"Some men," he whispered to himself, "would stop here--would be content. Yet I will not stop--will never stop so long as Sophy's face rises before me every night--aye, and rises more plainly as I drink more; so long as there rises, too, the dank, reeking churchyard into which I stole at night--the night after my mother's burial. I will never stop," he continued, as he poured more spirits into the glass; "never. Only--what to do? how to go on? None would believe me now--none. None believed then that I was an innocent man and he the guilty one. None! My mother died with her heart broken, Sophy married the man whom she thought I had tried to rob. Curse him! I will never stop."
Again he emptied the glass of spirits down his throat; yet, fiery as the drams were, they did not make him drunk. Instead, only the more resolute, the more hard, if the set look upon his face was any index to his mind.
"He is ruined," he said to himself now. "Ruined. Still--that is not enough. Yet, how to do more? How! how! Short of murder I cannot slay him. There is no way. And I have sworn to slay him--his soul, if not his body. I have sworn to slay him, and there are no means. None. I shall never stamp on those grinning features; I can do nothing now."
Sitting there, with on one side of him the glass--again empty, and soon again to be refilled--and on the other a guttering rushlight which imparted to his face a sickly, cadaverous appearance, he continued racking his brain as to how more calamity might be made to fall upon Beau Bufton, the man who, if his meditations might be taken as a clue to the past, had once brought terrible ruin to him.
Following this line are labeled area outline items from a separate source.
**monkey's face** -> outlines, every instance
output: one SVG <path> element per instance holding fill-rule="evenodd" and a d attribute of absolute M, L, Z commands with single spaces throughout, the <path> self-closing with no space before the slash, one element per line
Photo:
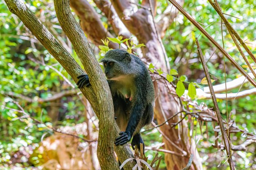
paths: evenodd
<path fill-rule="evenodd" d="M 117 62 L 106 61 L 103 63 L 105 74 L 108 80 L 120 80 L 124 77 L 124 72 L 121 67 Z"/>

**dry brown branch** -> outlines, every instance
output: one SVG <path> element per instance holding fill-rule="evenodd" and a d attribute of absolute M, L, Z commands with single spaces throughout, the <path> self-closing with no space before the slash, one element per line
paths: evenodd
<path fill-rule="evenodd" d="M 20 118 L 15 118 L 15 119 L 24 119 L 24 118 L 30 118 L 31 119 L 32 119 L 33 120 L 34 120 L 35 122 L 36 122 L 37 123 L 39 123 L 39 124 L 43 124 L 45 125 L 45 127 L 47 128 L 48 129 L 50 129 L 50 130 L 52 130 L 55 132 L 56 132 L 57 133 L 61 133 L 63 134 L 63 135 L 68 135 L 69 136 L 73 136 L 73 137 L 76 137 L 77 138 L 79 138 L 79 139 L 80 139 L 82 140 L 83 140 L 83 141 L 84 142 L 86 142 L 88 143 L 90 143 L 90 142 L 96 142 L 97 141 L 97 140 L 90 140 L 90 139 L 85 139 L 83 137 L 80 137 L 77 135 L 73 135 L 73 134 L 70 134 L 70 133 L 66 133 L 65 132 L 61 132 L 61 131 L 60 131 L 59 130 L 58 130 L 58 129 L 56 129 L 55 128 L 54 128 L 51 126 L 49 126 L 48 125 L 47 125 L 47 124 L 45 124 L 45 123 L 44 123 L 43 122 L 41 122 L 40 120 L 38 120 L 37 119 L 33 118 L 33 117 L 31 117 L 27 113 L 26 113 L 25 111 L 24 110 L 24 109 L 23 109 L 23 108 L 19 104 L 19 103 L 17 102 L 15 102 L 14 101 L 13 103 L 14 104 L 15 104 L 16 105 L 17 105 L 17 106 L 20 108 L 20 110 L 19 111 L 19 110 L 17 110 L 16 109 L 12 109 L 12 108 L 9 108 L 7 107 L 4 107 L 4 108 L 6 109 L 8 109 L 9 110 L 13 110 L 15 111 L 18 111 L 20 113 L 22 113 L 24 115 L 24 116 L 22 116 L 21 117 L 20 117 Z"/>
<path fill-rule="evenodd" d="M 202 50 L 201 49 L 201 48 L 200 47 L 199 43 L 197 38 L 196 39 L 196 43 L 198 48 L 198 54 L 199 57 L 200 57 L 201 62 L 202 62 L 202 65 L 204 69 L 204 74 L 205 74 L 206 79 L 208 83 L 208 85 L 209 86 L 209 88 L 211 92 L 211 95 L 213 102 L 214 105 L 215 111 L 216 112 L 216 115 L 218 119 L 218 122 L 219 123 L 219 124 L 220 125 L 220 127 L 221 131 L 222 139 L 224 142 L 225 148 L 226 148 L 226 152 L 227 153 L 227 155 L 229 157 L 229 158 L 228 159 L 228 161 L 229 164 L 229 167 L 230 167 L 230 169 L 231 170 L 234 170 L 236 169 L 236 168 L 235 168 L 234 163 L 233 161 L 233 159 L 232 159 L 231 156 L 231 153 L 230 150 L 231 146 L 230 146 L 230 142 L 229 142 L 229 139 L 228 139 L 227 134 L 226 133 L 226 131 L 225 131 L 224 125 L 223 124 L 222 120 L 222 118 L 221 116 L 221 115 L 220 114 L 220 110 L 219 109 L 219 107 L 218 106 L 218 104 L 217 102 L 216 97 L 215 96 L 214 90 L 213 87 L 211 82 L 211 81 L 210 74 L 209 74 L 209 72 L 208 72 L 208 69 L 206 67 L 205 61 L 204 61 L 204 59 L 203 56 L 202 52 Z"/>
<path fill-rule="evenodd" d="M 214 46 L 230 61 L 238 71 L 247 78 L 248 81 L 256 87 L 256 82 L 250 77 L 244 69 L 232 58 L 227 52 L 206 31 L 195 21 L 192 17 L 182 7 L 180 7 L 174 0 L 168 0 L 188 19 L 202 33 L 213 43 Z"/>
<path fill-rule="evenodd" d="M 124 38 L 129 38 L 131 37 L 130 33 L 119 18 L 113 5 L 108 0 L 93 0 L 93 1 L 108 18 L 116 35 L 121 35 Z M 97 31 L 97 32 L 99 31 L 99 29 Z M 91 33 L 90 32 L 88 33 L 90 33 L 89 34 Z"/>
<path fill-rule="evenodd" d="M 252 59 L 253 60 L 255 63 L 256 63 L 256 58 L 254 54 L 252 52 L 252 51 L 248 48 L 245 43 L 242 39 L 242 38 L 239 36 L 239 35 L 237 33 L 236 30 L 232 27 L 231 24 L 227 20 L 221 12 L 220 5 L 216 0 L 214 0 L 214 2 L 213 2 L 211 0 L 208 0 L 208 2 L 211 5 L 212 7 L 214 9 L 216 12 L 219 14 L 223 22 L 225 23 L 227 28 L 229 31 L 229 32 L 231 33 L 234 35 L 236 37 L 238 40 L 238 41 L 240 43 L 243 47 L 245 48 L 245 50 L 248 52 L 249 55 L 252 57 Z"/>
<path fill-rule="evenodd" d="M 63 65 L 64 69 L 70 75 L 75 81 L 77 82 L 78 80 L 76 78 L 77 76 L 84 74 L 84 72 L 70 56 L 67 50 L 56 40 L 52 35 L 33 15 L 33 13 L 29 11 L 28 8 L 20 0 L 6 0 L 5 1 L 10 11 L 20 19 L 25 26 L 36 37 L 49 52 Z M 62 4 L 61 2 L 60 2 L 58 3 L 58 5 L 61 5 Z M 69 3 L 67 3 L 67 2 L 65 4 L 67 6 L 68 6 L 69 4 Z M 56 9 L 58 8 L 58 7 L 56 8 Z M 63 9 L 62 10 L 63 10 Z M 63 22 L 67 21 L 70 22 L 71 18 L 69 18 L 69 17 L 71 17 L 73 19 L 72 21 L 74 22 L 72 23 L 67 23 L 65 26 L 74 26 L 75 25 L 76 25 L 77 23 L 73 17 L 70 15 L 71 12 L 69 7 L 66 10 L 62 11 L 64 11 L 67 13 L 65 13 L 64 18 L 65 20 L 63 21 Z M 70 15 L 68 15 L 68 14 L 70 14 Z M 61 22 L 59 18 L 59 21 Z M 63 28 L 66 28 L 63 27 Z M 67 32 L 66 31 L 67 30 L 64 30 L 64 29 L 63 30 Z M 106 147 L 107 150 L 105 152 L 104 151 L 105 149 L 101 148 L 102 151 L 101 152 L 100 154 L 101 155 L 98 157 L 100 159 L 100 158 L 103 157 L 105 159 L 108 159 L 109 161 L 107 161 L 108 162 L 108 165 L 106 165 L 108 167 L 106 169 L 109 168 L 110 165 L 111 165 L 110 163 L 113 163 L 113 166 L 118 168 L 118 165 L 115 161 L 114 154 L 109 154 L 111 152 L 113 153 L 113 150 L 111 150 L 110 149 L 113 148 L 113 141 L 111 139 L 114 139 L 113 136 L 109 135 L 109 133 L 112 133 L 112 132 L 111 132 L 114 131 L 115 133 L 116 133 L 116 136 L 118 135 L 118 128 L 117 125 L 115 124 L 114 126 L 113 126 L 114 119 L 111 100 L 104 99 L 106 97 L 110 97 L 110 98 L 112 98 L 109 87 L 107 85 L 105 76 L 91 50 L 90 49 L 88 42 L 86 40 L 84 34 L 79 26 L 76 25 L 75 29 L 68 30 L 67 32 L 68 33 L 67 35 L 69 37 L 70 39 L 70 40 L 75 39 L 74 43 L 73 41 L 72 41 L 73 42 L 73 45 L 79 56 L 81 59 L 81 61 L 85 68 L 88 73 L 92 85 L 89 87 L 83 88 L 81 89 L 81 91 L 90 101 L 100 121 L 102 120 L 102 123 L 101 124 L 104 124 L 105 126 L 106 126 L 106 127 L 108 126 L 109 128 L 110 128 L 109 129 L 105 128 L 103 129 L 103 131 L 101 131 L 101 132 L 100 131 L 99 136 L 102 135 L 101 133 L 103 133 L 104 130 L 107 131 L 107 133 L 104 133 L 105 135 L 107 135 L 106 137 L 104 138 L 104 140 L 106 140 L 106 141 L 100 142 L 101 139 L 99 138 L 99 142 L 98 143 L 98 144 L 101 144 L 99 146 L 101 145 L 101 146 L 103 148 L 104 145 L 106 144 L 106 146 L 107 146 Z M 73 33 L 74 34 L 72 34 Z M 70 35 L 69 34 L 72 35 Z M 75 35 L 77 37 L 74 36 L 74 35 Z M 79 38 L 79 37 L 81 37 L 81 38 Z M 87 50 L 87 49 L 88 50 Z M 83 54 L 83 55 L 81 55 L 80 52 L 84 53 Z M 85 55 L 84 55 L 85 54 Z M 92 75 L 93 75 L 92 77 L 91 76 Z M 100 97 L 101 95 L 102 95 L 101 97 Z M 101 101 L 102 100 L 103 101 Z M 106 103 L 108 101 L 108 102 Z M 101 114 L 101 113 L 102 114 Z M 112 116 L 109 116 L 109 114 L 112 114 Z M 108 118 L 106 118 L 105 116 L 107 116 Z M 113 118 L 111 118 L 112 117 Z M 110 123 L 112 123 L 111 125 L 108 126 L 110 124 Z M 105 132 L 106 132 L 106 131 Z M 104 136 L 104 135 L 103 136 Z M 100 148 L 101 147 L 101 146 L 100 146 Z M 126 159 L 128 157 L 132 157 L 133 156 L 130 149 L 128 147 L 128 144 L 119 146 L 117 150 L 121 150 L 119 152 L 117 150 L 117 155 L 118 155 L 120 153 L 122 153 L 122 155 L 124 159 Z M 131 164 L 131 167 L 132 167 L 131 164 Z M 104 165 L 103 167 L 105 167 Z"/>
<path fill-rule="evenodd" d="M 101 39 L 113 37 L 105 28 L 99 15 L 87 0 L 71 0 L 70 4 L 80 19 L 80 24 L 83 30 L 85 33 L 90 33 L 87 35 L 96 45 L 102 45 Z M 110 42 L 109 46 L 112 48 L 118 48 L 118 44 L 112 42 Z"/>
<path fill-rule="evenodd" d="M 183 6 L 184 4 L 184 0 L 177 0 L 176 2 L 181 6 Z M 157 28 L 161 38 L 165 35 L 165 32 L 170 26 L 170 23 L 173 21 L 178 12 L 178 11 L 176 8 L 173 7 L 173 4 L 170 4 L 166 7 L 163 13 L 161 14 L 160 17 L 156 20 Z"/>
<path fill-rule="evenodd" d="M 238 93 L 228 93 L 227 94 L 227 98 L 228 100 L 233 100 L 235 98 L 241 98 L 251 94 L 256 94 L 256 88 L 254 88 L 253 89 L 250 89 L 249 90 L 245 90 L 242 92 L 239 92 Z M 197 93 L 197 95 L 198 95 L 198 98 L 211 98 L 211 94 L 209 93 Z M 226 98 L 225 94 L 215 94 L 215 95 L 216 98 L 220 99 L 225 99 Z"/>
He wondered if this man Barry (who was, beyond all doubt, the future husband of the woman, the heiress, whom he and Anne Pottle had contrived to make their tool believe he was himself about to marry) could in any way be used as a means to the end; he pondered this, and then discarded that idea as worthless. "Sir Geoffrey Barry is a gentleman, an officer," he said. "Bufton is now an outcast. It is impossible. Impossible. Barry would not condescend to kick him."
Again he drank--the bottle being almost empty by this time--and still his mind did not become clouded; still he was able to think and plot and scheme. And once he muttered, "He wishes to participate in my new method of earning a living, not even knowing what that method is. Ah!" he exclaimed, springing to his feet and knocking over the miserable rushlight as he did so, whereby he was now in the dark, "he wishes that. He wishes that! Oh, my God!" he cried, gesticulating in that darkness, "he wishes that to be. And so it shall! So it shall! He shall participate. Somehow, I will do it. He shall participate, even as the sheep--which his accursed, gibbering face is something like--participates with the butcher in the shambles to which it is led. He shall indeed participate."
Then, in the darkness, and half-frenzied both with the drink he had already partaken of--which was not the first that day--as well as with the thoughts of a new scheme which had suddenly dawned in his mind, he put out his hand and, groping for the bottle, found it, and drained the last remnants of its contents.
After which he stumbled towards where his bed was and sought oblivion in sleep--an oblivion that, however, was not altogether complete--that was disturbed by dreams and visions of a girl's face, a girl's form shaken with piteous sobs; and, also, of a newly made grave in a country churchyard, on which the rain poured without cessation through the night.
[CHAPTER X.]
"THE MIGNONNE."
Eight months had passed; March of the year 1759 had come, and a bitterly cold east wind blew up Bugsby's Reach, causing the pennons on countless barges and frigates and brigs, to say nothing of great ships of war lying in that classic piece of water, to stream out like pointing fingers towards where, above all else, there glistened in the wintry afternoon sunlight the cross surmounting St. Paul's. It whistled, too, through the shrouds of a French-built frigate, one that in earlier days would have been spoken of as "a tall, rakehelly bark," a fabric that was beautiful in all her lines, in her yacht-like bows and rounded stern, in her lofty masts, stayed with supreme precision; in her shining afterdeck brasswork, her wheel carved and decorated as though the hands of dead-and-gone Grinling Gibbons might have been at work at it; upon, too, her brass capstan and binnacle. A French frigate pierced also with gun ports below, and bearing for her figurehead the face and bust of a smiling, blue-eyed child, which figurehead represented the name she bore upon her bows, Mignonne.